We sauntered through this cathedral-like space, humidity being too high for anything faster, keeping our eyes peeled for tree-climbing kangaroos, green tree frogs, rainbow lorikeets and Boyd’s forest dragons. When the forest canopy parted occasionally we glimpsed elegant white cockatoos flying high above, darting in and out between the trees. Accompanying us all the time was the demented cackle of the Kookaburra.
Ray rewarded us for not complaining about the humidity by brewing up a billy-can of tea and handing out ‘damper’, a doughy mix of flour and water which fed generations of bush travellers but is inclined to lie heavy in the stomachs of pampered ‘poms’ such as we.
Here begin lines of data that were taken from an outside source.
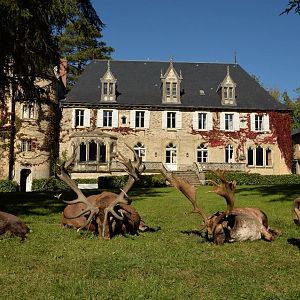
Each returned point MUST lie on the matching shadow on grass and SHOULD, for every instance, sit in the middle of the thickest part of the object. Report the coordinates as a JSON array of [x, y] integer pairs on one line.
[[294, 242], [45, 203], [282, 192]]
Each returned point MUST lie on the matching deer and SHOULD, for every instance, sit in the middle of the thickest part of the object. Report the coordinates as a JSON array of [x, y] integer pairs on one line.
[[296, 211], [232, 225], [106, 214], [13, 225]]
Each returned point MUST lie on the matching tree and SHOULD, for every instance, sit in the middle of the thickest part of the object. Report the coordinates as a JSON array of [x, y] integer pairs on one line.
[[293, 5], [79, 43], [29, 48]]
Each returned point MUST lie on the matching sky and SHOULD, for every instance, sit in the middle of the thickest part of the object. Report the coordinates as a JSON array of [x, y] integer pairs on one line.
[[266, 44]]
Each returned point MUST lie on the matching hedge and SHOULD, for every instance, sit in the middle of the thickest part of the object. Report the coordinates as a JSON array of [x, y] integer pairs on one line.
[[8, 186], [257, 179]]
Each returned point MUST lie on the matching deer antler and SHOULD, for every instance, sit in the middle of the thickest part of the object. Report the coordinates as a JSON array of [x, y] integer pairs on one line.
[[134, 169], [226, 189], [296, 211], [63, 175], [188, 190]]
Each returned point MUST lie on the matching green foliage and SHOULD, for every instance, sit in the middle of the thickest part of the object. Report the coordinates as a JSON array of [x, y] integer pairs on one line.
[[8, 186], [80, 43], [175, 262], [257, 179]]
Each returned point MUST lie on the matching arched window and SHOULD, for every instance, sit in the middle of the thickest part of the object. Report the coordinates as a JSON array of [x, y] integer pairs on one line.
[[202, 153], [229, 154], [171, 153], [250, 157], [92, 151], [139, 148], [82, 152], [259, 156], [102, 153]]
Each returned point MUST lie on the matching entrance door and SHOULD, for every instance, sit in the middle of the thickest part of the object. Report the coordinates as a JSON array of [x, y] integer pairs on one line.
[[25, 180], [171, 157]]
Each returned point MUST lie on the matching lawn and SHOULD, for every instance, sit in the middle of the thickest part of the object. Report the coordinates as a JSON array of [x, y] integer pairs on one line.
[[172, 262]]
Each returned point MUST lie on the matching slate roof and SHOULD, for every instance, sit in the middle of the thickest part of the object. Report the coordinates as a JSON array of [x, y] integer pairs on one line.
[[139, 84]]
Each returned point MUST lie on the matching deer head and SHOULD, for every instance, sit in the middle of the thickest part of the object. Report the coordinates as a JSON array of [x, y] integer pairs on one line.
[[225, 189]]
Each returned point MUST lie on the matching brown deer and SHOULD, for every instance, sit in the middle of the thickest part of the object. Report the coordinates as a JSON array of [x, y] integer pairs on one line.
[[106, 214], [296, 211], [235, 224], [13, 225]]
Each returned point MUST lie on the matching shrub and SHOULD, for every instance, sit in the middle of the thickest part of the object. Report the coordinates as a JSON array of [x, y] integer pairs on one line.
[[8, 186], [257, 179]]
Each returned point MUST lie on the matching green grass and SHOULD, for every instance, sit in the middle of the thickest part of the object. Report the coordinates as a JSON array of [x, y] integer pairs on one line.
[[173, 262]]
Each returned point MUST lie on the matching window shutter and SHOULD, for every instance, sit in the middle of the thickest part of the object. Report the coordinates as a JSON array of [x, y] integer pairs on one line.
[[178, 120], [195, 120], [73, 118], [209, 121], [222, 121], [266, 123], [236, 121], [132, 119], [147, 119], [164, 119], [115, 118], [252, 119], [87, 120], [100, 118]]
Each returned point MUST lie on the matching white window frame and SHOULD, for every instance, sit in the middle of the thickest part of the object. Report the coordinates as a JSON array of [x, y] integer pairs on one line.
[[264, 125], [208, 122], [235, 121], [114, 118], [176, 117]]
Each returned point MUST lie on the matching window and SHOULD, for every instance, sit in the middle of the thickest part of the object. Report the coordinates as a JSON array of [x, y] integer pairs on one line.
[[202, 154], [171, 119], [250, 157], [107, 118], [140, 150], [259, 156], [26, 145], [79, 117], [108, 88], [229, 154], [28, 111], [260, 122], [171, 154], [202, 120], [140, 119], [228, 121]]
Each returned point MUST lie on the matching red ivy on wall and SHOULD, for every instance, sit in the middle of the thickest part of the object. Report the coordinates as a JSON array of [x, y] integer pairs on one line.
[[280, 124]]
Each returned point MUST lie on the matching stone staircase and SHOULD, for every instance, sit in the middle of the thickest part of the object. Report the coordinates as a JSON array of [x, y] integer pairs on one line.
[[190, 176]]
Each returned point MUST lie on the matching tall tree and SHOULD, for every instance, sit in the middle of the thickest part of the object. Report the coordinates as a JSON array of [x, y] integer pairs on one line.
[[79, 43], [293, 5], [29, 47]]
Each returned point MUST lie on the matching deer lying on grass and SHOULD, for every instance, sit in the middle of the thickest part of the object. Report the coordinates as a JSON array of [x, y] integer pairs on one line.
[[13, 225], [106, 214], [235, 224], [296, 211]]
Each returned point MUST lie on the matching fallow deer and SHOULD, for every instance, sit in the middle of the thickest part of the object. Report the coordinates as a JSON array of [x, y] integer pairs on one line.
[[13, 225], [235, 224], [107, 214]]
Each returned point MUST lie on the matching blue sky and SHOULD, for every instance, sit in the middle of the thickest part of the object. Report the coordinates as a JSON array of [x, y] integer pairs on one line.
[[267, 45]]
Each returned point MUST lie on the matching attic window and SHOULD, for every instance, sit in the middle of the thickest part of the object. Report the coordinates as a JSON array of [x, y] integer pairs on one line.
[[227, 90], [108, 85], [171, 85]]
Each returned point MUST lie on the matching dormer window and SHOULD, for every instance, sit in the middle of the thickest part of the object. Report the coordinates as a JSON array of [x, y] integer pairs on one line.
[[227, 90], [108, 87], [171, 85]]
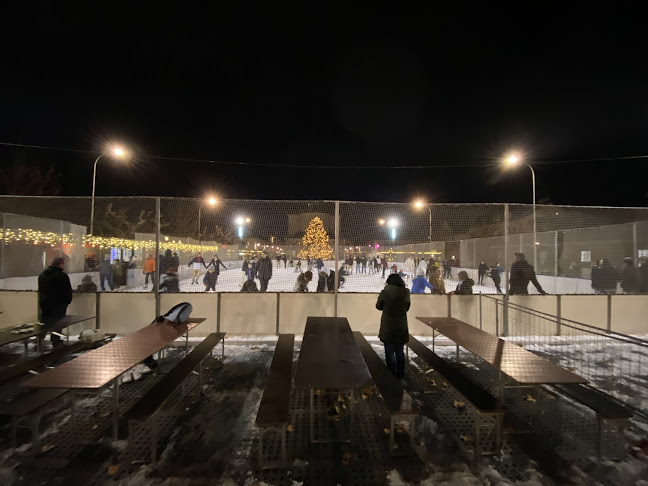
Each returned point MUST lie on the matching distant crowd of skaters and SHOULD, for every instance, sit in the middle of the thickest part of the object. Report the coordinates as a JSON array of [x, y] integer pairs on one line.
[[421, 274]]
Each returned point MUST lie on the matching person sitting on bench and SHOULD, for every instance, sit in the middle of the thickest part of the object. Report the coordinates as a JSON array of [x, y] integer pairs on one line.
[[394, 301], [54, 295]]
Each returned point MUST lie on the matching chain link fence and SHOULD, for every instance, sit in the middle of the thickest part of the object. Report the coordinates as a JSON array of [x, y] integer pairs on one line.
[[198, 245]]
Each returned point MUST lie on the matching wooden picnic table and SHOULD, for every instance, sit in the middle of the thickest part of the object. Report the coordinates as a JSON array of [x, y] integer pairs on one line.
[[514, 361], [29, 330], [105, 365], [330, 360]]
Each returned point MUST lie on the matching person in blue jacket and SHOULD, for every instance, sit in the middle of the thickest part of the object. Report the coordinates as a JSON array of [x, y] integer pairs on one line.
[[420, 282]]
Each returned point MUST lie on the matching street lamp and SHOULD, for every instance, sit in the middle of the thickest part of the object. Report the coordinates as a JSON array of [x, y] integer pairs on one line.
[[115, 152], [212, 201], [392, 223], [418, 205], [512, 160], [241, 221]]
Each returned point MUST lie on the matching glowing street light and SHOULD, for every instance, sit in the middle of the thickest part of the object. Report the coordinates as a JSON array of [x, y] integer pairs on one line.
[[114, 152], [241, 221], [212, 201], [512, 160], [418, 205]]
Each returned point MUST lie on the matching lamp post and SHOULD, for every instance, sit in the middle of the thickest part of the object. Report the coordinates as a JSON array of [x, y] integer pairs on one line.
[[241, 222], [212, 202], [512, 160], [117, 152], [419, 205]]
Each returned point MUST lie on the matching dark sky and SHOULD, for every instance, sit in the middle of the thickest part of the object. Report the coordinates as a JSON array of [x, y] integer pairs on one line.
[[454, 84]]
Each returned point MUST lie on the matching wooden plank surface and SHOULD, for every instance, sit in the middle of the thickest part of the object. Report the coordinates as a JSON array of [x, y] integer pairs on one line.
[[391, 389], [274, 408], [329, 356], [157, 394], [97, 368], [513, 360], [7, 336]]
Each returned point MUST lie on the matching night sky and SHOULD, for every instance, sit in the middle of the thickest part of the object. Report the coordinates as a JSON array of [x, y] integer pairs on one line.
[[366, 86]]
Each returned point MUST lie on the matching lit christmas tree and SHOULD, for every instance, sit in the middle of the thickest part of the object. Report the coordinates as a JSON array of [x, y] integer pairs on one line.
[[315, 242]]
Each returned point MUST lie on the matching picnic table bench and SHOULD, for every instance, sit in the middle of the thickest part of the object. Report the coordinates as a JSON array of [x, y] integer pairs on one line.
[[607, 410], [104, 366], [23, 332], [395, 397], [147, 409], [274, 411], [489, 412], [524, 367], [330, 361]]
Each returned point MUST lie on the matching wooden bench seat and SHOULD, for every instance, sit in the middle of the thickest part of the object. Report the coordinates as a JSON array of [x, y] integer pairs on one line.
[[485, 404], [274, 409], [30, 407], [24, 366], [606, 408], [144, 410], [395, 397]]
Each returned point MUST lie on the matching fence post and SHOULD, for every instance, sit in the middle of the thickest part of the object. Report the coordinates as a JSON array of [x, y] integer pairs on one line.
[[506, 270], [218, 312], [555, 259], [156, 282], [558, 315], [635, 252], [497, 318], [97, 310], [609, 323], [277, 323], [337, 257]]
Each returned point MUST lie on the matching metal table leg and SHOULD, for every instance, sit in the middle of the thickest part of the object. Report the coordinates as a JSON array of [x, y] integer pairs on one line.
[[116, 407]]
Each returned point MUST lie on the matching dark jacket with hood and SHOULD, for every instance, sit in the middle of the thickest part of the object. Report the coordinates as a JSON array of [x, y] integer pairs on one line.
[[54, 294], [522, 273], [264, 269], [394, 301], [465, 287]]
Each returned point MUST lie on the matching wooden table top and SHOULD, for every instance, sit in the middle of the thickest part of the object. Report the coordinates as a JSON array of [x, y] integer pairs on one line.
[[8, 334], [513, 360], [99, 367], [329, 357]]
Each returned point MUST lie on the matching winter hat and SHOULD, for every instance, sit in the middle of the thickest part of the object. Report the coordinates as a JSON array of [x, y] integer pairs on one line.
[[395, 279]]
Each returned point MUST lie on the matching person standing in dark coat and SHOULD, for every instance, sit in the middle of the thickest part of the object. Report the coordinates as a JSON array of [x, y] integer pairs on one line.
[[394, 301], [482, 270], [496, 275], [643, 276], [264, 271], [629, 277], [54, 295], [607, 277], [216, 263], [105, 274], [522, 273], [465, 285]]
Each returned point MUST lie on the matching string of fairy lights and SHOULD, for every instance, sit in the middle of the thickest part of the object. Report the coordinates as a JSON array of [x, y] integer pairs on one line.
[[49, 238]]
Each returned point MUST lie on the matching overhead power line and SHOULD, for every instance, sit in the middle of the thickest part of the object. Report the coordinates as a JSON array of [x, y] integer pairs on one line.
[[489, 163]]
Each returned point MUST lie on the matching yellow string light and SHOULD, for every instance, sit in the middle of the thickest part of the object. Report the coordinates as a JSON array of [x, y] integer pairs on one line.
[[53, 239]]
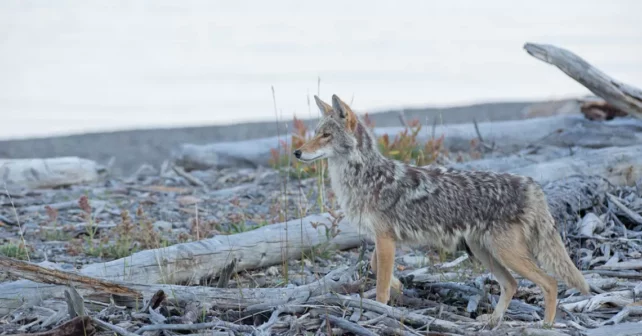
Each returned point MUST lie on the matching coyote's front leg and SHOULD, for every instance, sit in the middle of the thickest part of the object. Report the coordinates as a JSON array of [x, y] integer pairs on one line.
[[382, 262]]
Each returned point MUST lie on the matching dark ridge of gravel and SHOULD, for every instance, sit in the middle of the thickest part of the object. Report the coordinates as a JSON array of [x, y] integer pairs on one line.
[[152, 146]]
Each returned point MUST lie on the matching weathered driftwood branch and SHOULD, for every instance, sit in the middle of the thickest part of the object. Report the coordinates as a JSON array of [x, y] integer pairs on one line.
[[558, 131], [618, 94], [620, 165], [49, 173], [15, 294], [81, 325]]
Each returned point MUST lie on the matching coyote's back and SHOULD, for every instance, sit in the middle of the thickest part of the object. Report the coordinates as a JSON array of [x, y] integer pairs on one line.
[[502, 219]]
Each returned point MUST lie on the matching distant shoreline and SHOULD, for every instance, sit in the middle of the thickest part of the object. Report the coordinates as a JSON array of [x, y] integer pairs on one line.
[[132, 148]]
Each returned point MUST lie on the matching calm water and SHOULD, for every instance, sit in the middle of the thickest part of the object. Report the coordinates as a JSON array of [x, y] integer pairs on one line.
[[77, 66]]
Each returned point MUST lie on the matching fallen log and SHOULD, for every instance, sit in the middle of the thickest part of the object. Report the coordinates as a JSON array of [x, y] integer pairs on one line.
[[189, 263], [620, 95], [28, 293], [508, 136], [49, 173], [81, 325]]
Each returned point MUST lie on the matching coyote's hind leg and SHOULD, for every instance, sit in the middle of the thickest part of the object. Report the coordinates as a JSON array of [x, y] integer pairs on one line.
[[506, 281]]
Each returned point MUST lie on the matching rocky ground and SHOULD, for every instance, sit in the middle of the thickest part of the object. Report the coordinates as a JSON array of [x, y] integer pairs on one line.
[[118, 216], [157, 206]]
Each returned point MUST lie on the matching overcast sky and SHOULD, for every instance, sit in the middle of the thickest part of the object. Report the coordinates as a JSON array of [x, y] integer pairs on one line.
[[76, 66]]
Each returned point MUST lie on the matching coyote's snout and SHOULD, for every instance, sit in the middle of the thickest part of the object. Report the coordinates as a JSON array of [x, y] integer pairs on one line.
[[502, 219]]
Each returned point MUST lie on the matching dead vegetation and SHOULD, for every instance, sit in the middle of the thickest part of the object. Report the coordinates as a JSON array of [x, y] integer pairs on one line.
[[266, 251]]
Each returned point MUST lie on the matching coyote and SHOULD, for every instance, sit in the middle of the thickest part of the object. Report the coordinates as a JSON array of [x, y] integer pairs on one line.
[[501, 219]]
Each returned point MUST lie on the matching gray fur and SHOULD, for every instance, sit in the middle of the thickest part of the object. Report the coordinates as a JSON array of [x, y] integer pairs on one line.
[[435, 205]]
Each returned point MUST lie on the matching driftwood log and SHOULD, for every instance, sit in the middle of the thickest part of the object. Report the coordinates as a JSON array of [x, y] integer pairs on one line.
[[49, 173], [558, 131], [190, 263], [622, 96]]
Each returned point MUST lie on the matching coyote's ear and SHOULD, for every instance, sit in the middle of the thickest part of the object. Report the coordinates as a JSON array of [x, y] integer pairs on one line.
[[344, 112], [325, 108]]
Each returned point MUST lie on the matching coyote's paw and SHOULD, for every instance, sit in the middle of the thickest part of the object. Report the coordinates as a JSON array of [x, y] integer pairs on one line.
[[396, 284]]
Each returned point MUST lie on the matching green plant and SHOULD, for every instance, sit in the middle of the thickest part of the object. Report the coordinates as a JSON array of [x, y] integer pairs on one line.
[[14, 250]]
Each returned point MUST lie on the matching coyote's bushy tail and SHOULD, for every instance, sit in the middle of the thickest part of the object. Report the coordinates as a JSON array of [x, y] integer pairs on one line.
[[554, 258]]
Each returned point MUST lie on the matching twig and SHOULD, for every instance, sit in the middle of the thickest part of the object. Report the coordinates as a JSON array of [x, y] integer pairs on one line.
[[626, 275], [196, 326], [191, 179], [348, 326], [41, 274], [109, 326], [630, 309], [396, 313], [265, 327], [629, 213], [374, 320]]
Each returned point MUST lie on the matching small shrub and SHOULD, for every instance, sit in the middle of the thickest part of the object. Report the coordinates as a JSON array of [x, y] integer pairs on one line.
[[281, 158], [14, 250]]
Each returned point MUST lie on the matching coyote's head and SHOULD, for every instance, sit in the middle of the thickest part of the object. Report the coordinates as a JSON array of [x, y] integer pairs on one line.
[[334, 135]]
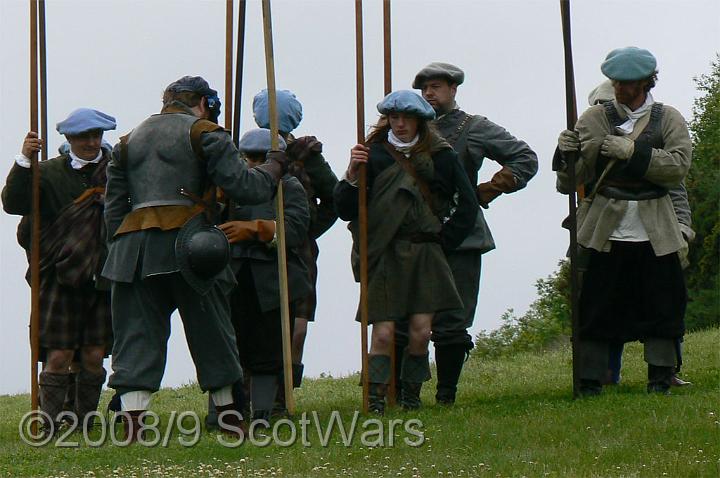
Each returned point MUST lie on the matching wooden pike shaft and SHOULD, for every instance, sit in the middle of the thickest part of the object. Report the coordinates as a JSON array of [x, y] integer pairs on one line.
[[35, 244], [229, 10], [571, 116], [362, 212], [387, 63], [239, 63], [280, 214]]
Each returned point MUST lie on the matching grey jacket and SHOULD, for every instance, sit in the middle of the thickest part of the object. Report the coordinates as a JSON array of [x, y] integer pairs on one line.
[[666, 167], [143, 253], [263, 259], [475, 138]]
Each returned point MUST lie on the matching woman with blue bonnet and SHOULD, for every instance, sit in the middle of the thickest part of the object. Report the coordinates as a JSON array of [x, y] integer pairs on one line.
[[420, 203], [75, 302]]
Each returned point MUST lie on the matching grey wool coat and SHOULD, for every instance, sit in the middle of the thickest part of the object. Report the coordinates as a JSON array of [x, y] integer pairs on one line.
[[262, 258], [142, 253], [666, 167]]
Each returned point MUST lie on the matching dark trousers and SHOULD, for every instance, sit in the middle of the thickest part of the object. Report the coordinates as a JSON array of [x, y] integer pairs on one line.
[[450, 327], [141, 326], [259, 333]]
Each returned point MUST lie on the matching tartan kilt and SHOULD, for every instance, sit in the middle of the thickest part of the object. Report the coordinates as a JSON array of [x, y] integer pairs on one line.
[[73, 317], [306, 306]]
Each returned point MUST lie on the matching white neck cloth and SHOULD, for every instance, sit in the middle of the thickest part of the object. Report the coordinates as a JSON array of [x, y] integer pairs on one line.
[[634, 116], [77, 163], [400, 145]]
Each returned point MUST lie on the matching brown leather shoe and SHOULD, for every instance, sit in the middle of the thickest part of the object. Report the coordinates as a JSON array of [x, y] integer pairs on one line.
[[230, 421], [133, 420], [676, 381]]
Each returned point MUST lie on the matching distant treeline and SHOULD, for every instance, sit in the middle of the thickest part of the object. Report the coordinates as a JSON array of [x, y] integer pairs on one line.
[[547, 321]]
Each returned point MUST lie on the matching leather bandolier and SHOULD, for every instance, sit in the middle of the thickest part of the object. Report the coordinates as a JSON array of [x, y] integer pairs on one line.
[[619, 182]]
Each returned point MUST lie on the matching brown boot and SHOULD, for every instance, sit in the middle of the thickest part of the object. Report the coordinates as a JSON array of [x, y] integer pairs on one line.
[[87, 387], [230, 421], [133, 420], [53, 388], [378, 378]]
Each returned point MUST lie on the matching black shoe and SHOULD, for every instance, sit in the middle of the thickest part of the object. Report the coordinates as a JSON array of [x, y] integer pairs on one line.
[[449, 360], [660, 379], [410, 399]]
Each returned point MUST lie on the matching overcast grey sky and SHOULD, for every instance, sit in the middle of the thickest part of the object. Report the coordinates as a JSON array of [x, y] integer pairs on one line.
[[118, 55]]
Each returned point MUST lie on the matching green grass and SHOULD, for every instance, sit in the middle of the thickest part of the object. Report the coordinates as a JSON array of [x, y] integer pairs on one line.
[[514, 417]]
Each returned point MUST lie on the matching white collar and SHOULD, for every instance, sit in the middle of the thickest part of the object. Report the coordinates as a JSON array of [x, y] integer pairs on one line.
[[633, 116], [400, 145], [77, 163]]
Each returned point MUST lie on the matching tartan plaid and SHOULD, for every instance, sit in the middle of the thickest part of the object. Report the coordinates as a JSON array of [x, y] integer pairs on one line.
[[71, 317], [73, 313], [73, 247]]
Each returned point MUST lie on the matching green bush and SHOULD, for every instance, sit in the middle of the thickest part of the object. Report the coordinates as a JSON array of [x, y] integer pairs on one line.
[[545, 324], [547, 321], [703, 184]]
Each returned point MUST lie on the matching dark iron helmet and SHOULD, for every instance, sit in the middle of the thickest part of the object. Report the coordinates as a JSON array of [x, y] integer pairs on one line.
[[202, 252]]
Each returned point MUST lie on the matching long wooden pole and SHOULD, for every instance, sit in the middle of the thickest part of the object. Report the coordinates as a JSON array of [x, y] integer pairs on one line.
[[362, 211], [571, 116], [35, 243], [229, 11], [280, 213], [239, 63], [387, 82]]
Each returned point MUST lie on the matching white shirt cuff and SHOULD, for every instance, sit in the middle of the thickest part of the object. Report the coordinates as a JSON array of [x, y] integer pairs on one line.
[[22, 161], [351, 182]]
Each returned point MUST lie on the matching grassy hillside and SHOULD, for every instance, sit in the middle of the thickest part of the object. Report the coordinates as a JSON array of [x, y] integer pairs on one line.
[[514, 417]]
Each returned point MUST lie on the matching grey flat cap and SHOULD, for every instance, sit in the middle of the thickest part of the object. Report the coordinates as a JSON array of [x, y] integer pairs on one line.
[[439, 70]]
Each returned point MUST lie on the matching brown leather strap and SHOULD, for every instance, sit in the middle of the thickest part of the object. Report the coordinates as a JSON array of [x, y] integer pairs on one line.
[[410, 169], [198, 128]]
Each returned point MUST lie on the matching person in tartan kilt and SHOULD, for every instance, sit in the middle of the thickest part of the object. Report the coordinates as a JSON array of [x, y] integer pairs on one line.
[[75, 318], [308, 165]]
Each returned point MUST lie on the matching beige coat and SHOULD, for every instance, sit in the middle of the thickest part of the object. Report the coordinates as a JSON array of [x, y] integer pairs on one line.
[[667, 168]]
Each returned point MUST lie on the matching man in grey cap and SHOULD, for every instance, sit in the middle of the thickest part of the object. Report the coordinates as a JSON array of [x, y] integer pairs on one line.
[[631, 152], [475, 138], [75, 302], [161, 184]]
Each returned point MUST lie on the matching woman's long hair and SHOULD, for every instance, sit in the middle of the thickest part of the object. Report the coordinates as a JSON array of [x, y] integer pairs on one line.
[[379, 133]]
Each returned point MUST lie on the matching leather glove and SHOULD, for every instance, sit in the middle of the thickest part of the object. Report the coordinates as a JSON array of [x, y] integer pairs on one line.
[[502, 182], [276, 164], [486, 192], [258, 230], [569, 141], [683, 254], [619, 147]]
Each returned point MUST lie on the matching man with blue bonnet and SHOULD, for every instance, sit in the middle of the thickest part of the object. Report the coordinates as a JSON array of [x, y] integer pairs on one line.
[[631, 152], [474, 138], [165, 252], [605, 92], [420, 205], [309, 166], [255, 302], [74, 301]]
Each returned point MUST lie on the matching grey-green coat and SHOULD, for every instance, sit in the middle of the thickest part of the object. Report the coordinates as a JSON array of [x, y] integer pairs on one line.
[[667, 168]]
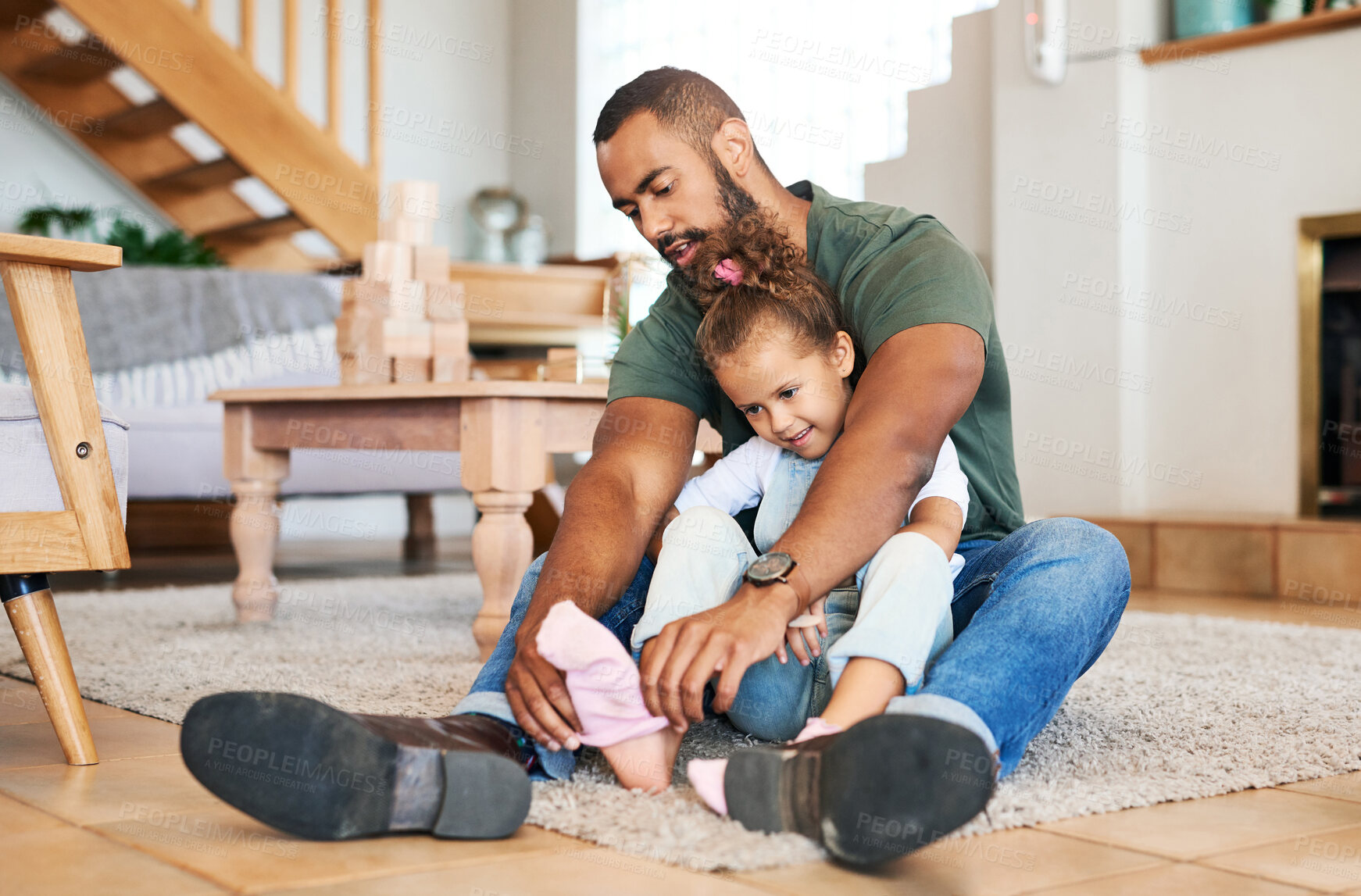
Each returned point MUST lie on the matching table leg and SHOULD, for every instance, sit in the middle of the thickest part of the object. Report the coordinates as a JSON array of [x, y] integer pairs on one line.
[[502, 548], [501, 450], [255, 535], [255, 476]]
Then it was on to the little town of Daintree through Mossman, where the boulder-strewn icy waters of the gorge tempted one or two to risk a paddle.
Somewhere before Daintree, Ray produced a lunch of fried fish and salad, washed down with a light Australian wine, only slightly diluted by the steady drizzle that had been falling for some time. It was surprisingly good, and the ordeal by damper that pride had made us eat (in the surety that Ray was testing us in some way) was quickly forgotten.
Once a thriving timber town, Daintree is now the centre of the eco-tourist trade. An Aboriginal walking trail departs from here, focusing on the flora and fauna of the gorge, but to fit it in requires an extra day in the forest. Ray convinced us we’d made a mistake by only opting for the one-day trip, but we all promised to come back again and do the walk.
We boarded the cable-driven ferry for a trip down the crocodile infested Daintree River in the charge of Bill Brewster, the acknowledged authority on the Daintree and a man who knows the favourite spot of every crocodile in the chocolatey brown river. We were warned not to dabble our hands in the current as the crocodiles lurked just under the water when they weren’t resting on the creeper-swathed river banks and we weren’t actually over-the-moon when Bill steered our flat-bottomed vessel towards a patch of jungley green and pointed out what looked like a log. Then it moved, a split second before we hurled ourselves to the far side of the boat.
Our 4WD was awaiting us at the end of the river trip to take us back to Cape Tribulation through a wilderness region of undeveloped coastal scenery and rainforest, making frequent stops along the way to examine some particular species of tree and to check out more dinosaur-like lizards. Fortunately, Ray was well supplied with a bad-weather collection of umbrellas, rain-hats and waterproof ponchos to counteract the steady drizzle that preserves the eco-system of this ancient rainforest.
And then we were back on the sands. Less than ten metres from the edge of the dense greenery and we were walking on the reef again.
Captain Cook didn’t have our luck. He didn’t know that just beyond the dense jungle, shrouded in mist and rain, lay a stunning, beautiful world, nor did he have the benefits of a guide with a quirky sense of humour and a vanload of blue plastic ponchos.
The pinkish tinge in the sky promised better weather tomorrow for swimming with the multi-coloured fish. But none of that mattered now. In The Dreamtime that Never Wakes we had all found something special. A pity Captain Cook didn’t find it too, he might have renamed those mountain tops.